24.BÖLÜM

63.7K 2.9K 170
                                    

Bora Bey öylece gidince üzüldüm. Resmen her şey üst üste gelmişti bir anda adamın hayatında. Bunda benim de payımın olduğunu düşününce daha çok üzüldüm. Nilgün'ü aradım.

— Efendim, dedi her zamanki gibi gülen bir ses.

— Nasılsın? Diye sordum özlemle.

— İyiyim hem de çok iyiyim. Sürpriiiz ben İstanbul'dayım kızıım, diye çığlık attı kulağımın dibinde.

— Valla mı? Diye çıktı ağzımdan.

— Valla kızım. Hatta seni arayıp trolleyecektim ama madem sen aradın bizim kafede buluşuyoruz atla gel çıkışta, dedi.

— Tamam geliyorum sandalyemi tutun, dedim.

Biraz dışarı çıkıp kızlarla iki çift laf etmek iyi gelecekti bana da. Hem özlemiştim onları hem de dertleşecek birilerine ihtiyacım vardı.
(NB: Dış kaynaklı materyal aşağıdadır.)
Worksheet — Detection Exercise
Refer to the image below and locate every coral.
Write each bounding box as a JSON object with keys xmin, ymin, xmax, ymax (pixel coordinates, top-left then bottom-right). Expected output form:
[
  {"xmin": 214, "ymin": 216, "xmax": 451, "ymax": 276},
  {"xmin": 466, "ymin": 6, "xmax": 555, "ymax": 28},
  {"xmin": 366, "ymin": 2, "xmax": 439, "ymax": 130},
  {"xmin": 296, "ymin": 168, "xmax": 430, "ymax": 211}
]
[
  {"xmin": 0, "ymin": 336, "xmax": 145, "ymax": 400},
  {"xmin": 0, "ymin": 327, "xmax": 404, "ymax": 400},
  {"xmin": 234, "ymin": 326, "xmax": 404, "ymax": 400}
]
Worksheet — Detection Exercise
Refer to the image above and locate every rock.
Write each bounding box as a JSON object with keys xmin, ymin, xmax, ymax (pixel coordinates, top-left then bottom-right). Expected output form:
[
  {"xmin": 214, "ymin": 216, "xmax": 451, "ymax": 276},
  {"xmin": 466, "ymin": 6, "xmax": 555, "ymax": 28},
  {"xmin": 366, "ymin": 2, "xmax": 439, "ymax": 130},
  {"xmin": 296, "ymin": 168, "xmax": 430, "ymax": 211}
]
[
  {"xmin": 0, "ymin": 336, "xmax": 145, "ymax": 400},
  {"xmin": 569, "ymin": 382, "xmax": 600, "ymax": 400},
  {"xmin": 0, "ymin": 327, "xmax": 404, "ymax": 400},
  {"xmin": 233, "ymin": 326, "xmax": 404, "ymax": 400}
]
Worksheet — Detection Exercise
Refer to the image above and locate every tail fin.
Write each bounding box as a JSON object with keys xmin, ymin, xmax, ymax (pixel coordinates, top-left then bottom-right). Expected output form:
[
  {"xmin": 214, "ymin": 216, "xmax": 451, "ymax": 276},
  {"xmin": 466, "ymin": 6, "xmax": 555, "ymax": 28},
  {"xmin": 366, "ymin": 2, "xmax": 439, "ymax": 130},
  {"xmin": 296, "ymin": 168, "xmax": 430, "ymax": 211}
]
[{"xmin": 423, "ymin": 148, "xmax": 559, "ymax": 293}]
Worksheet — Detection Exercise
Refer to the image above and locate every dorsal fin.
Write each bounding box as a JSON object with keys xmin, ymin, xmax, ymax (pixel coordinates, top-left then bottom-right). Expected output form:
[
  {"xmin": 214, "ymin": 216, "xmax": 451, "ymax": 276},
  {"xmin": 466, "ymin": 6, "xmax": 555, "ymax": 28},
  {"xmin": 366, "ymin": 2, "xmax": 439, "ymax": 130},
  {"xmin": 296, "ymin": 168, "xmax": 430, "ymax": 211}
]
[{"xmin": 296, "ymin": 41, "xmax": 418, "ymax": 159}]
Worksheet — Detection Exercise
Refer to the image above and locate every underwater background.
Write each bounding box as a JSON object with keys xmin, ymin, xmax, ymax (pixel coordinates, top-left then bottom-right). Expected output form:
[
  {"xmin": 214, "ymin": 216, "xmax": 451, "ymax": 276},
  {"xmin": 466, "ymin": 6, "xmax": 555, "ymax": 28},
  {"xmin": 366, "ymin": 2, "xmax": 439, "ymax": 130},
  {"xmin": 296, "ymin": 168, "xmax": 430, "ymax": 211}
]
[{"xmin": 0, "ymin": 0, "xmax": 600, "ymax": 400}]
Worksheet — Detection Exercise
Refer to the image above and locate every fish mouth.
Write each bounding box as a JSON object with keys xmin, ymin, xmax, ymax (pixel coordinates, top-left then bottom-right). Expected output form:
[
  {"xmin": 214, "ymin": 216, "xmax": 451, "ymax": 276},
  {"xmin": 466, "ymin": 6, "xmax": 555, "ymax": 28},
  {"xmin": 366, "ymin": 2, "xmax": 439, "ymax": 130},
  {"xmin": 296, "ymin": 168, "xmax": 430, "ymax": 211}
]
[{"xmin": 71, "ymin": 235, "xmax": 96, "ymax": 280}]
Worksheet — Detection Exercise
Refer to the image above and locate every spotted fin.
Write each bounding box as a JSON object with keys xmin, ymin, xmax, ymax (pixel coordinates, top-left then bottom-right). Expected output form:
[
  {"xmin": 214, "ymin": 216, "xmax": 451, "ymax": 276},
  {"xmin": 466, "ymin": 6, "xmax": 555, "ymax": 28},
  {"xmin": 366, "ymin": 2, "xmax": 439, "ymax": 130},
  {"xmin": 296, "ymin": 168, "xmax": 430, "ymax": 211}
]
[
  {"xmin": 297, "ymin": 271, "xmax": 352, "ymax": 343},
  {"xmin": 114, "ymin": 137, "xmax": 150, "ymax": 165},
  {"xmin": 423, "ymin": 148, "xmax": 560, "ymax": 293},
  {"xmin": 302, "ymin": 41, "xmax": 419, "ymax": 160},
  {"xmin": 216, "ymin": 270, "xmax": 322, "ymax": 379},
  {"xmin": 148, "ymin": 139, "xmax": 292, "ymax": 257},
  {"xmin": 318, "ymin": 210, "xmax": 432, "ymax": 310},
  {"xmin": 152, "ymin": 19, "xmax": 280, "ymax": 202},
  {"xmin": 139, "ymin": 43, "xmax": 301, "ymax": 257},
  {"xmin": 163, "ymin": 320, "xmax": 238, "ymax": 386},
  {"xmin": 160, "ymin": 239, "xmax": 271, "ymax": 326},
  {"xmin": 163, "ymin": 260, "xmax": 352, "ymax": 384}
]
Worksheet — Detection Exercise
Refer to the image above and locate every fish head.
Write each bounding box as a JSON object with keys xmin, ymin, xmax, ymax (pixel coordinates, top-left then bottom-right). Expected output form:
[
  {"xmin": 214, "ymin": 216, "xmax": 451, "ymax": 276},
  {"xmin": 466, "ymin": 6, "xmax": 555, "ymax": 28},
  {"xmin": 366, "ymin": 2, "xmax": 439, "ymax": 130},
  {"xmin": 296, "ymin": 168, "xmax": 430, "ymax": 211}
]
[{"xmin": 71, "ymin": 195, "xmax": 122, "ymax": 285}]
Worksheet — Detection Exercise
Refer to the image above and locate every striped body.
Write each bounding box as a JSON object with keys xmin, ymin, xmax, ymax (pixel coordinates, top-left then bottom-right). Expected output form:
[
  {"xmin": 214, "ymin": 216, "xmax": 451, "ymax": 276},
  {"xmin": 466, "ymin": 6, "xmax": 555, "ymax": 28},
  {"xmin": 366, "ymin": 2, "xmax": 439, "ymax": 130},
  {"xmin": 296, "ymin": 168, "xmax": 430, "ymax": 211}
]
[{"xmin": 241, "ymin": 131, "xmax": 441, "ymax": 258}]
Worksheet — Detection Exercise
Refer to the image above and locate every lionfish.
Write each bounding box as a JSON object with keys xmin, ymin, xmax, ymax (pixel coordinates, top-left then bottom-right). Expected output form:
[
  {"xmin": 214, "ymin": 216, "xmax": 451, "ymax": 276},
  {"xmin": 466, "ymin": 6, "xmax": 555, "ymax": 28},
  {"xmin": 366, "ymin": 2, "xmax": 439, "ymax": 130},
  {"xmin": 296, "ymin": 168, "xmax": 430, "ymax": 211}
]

Çıkışta Haliç kıyısındaki her zamanki kafemize gittim. Kızlarla keşfettiğimiz, antreman sonrası geldiğimiz bir yerdi. Takımın bel kemiğiydik tabii ben sakatlanana kadar öyleydim. Onlar devam etti. Dersler konusunda ben vasat bir öğrenciydim. Onlar bana göre daha sıkı çalışıyordu. Yani bitirdiğim bölüme göre daha farklı yerlerde olmam gerekiyordu ama ben dersleri hiçbir zaman için ciddiye almadım. Onun yerine lisan öğrenmek bana daha cazipti. O yüzden ben yönetici asistanı olurken onlar daha farklı yerlere geldiler.

Her zaman ki gibi beş kişiydik. Altıncı Zehra hiçbir toplantımıza gelmezdi. Bugünkü bahanesi de çok önemli bir toplantısı varmış! Yersek.

Bol kahkahalı, gıybetli sohbet etmiştik. Ben ve Yelda dışında hepsi evliydi. Nilgün yeni evli olduğu için onunla baya bir dalga geçtiler.

"Kocişine kahve sunumu yaptın mı?" "Kız kayınvalidene ne yemekler yaptın?" "Elticinle aran nasıl?"

Aman kızı resmen madara ettiler. O garibimde ciddi ciddi anlattı neler yaptığını. Sonra birer birer kalktılar. Nilgün ile baş başa kaldık. "Eşi ne zaman istersen ara ben gelir alırım", demiş. Faruk kafa çocuktu. Çıkarkende hiç üzmedi Nilgün'ü. Sadece evlenmeleri biraz uzun sürdü o da Faruk'tan ziyade Nilgün'ün kararıydı. İşlerini yoluna koymadan evlenmek istemedi.

— Eee mahsun prenses anlat bakalım derdin ne? Diye patdadanak sordu Nilgün.

— Ya çok önemli değil. Şirket el değiştirdi, dedim. Tek kaşı kalktı;

— Eee dedi, gülerek.

— Ee si işte yeni patronum yakışıklı, karizmatik, azıcık hödük, biraz egometre bir de benden etkilendiğini itiraf etti, deyince bastı çığlığı.

— Anlatıyorsun. Şimdi hemen neler olduğunu anlatıyorsun, diye gözlerini açtı.

En başından anlattım. Tüm yaşadıklarımızı, bana yaptıklarını her şeyi anlattım. Defile biraz uzun sürdü tabii Faruk aradı;

— Sohbetiniz bittiyse gelip alayım, diye.

— Daha yeni başladı. Burada gıybet diz boyu aşkım azıcık daha n'olursun, dedi miyavlar gibi. Faruk'un kahkahası bana kadar geldi.

— Neyse ödeşiriz artık, dedi ve telefonu kapattı.

— Pis. Neyse eee sonra? Diye sordu merakla Nilgün.

— İşte defileden sonra açıldı dediğim gibi ben reddettim. Yani tamam hoşlanıyorum, etkileniyorum ama korkuyorum Nilgün. Hani bu adamla arkadaş ortamında tanışsak bir iki çıksak sonra sevgili olsak gittiği yere kadar gider gitmediği yerde biter ama adam patronum.
Önce şirket beni tefe koyar, sonra annem beni boğar ilişki yürümezse işsiz kalan taraf ben oluyorum. Tamam iş bulurum onda sıkıntı yok ama ne bileyim. İlk geldiğinde giderim ederim diyordum da işte dizimden dolayı yine masraf. Aman işte bildiğin şeyler. Babam öldüğünden beri yaşadığım aynı sıkıntılar.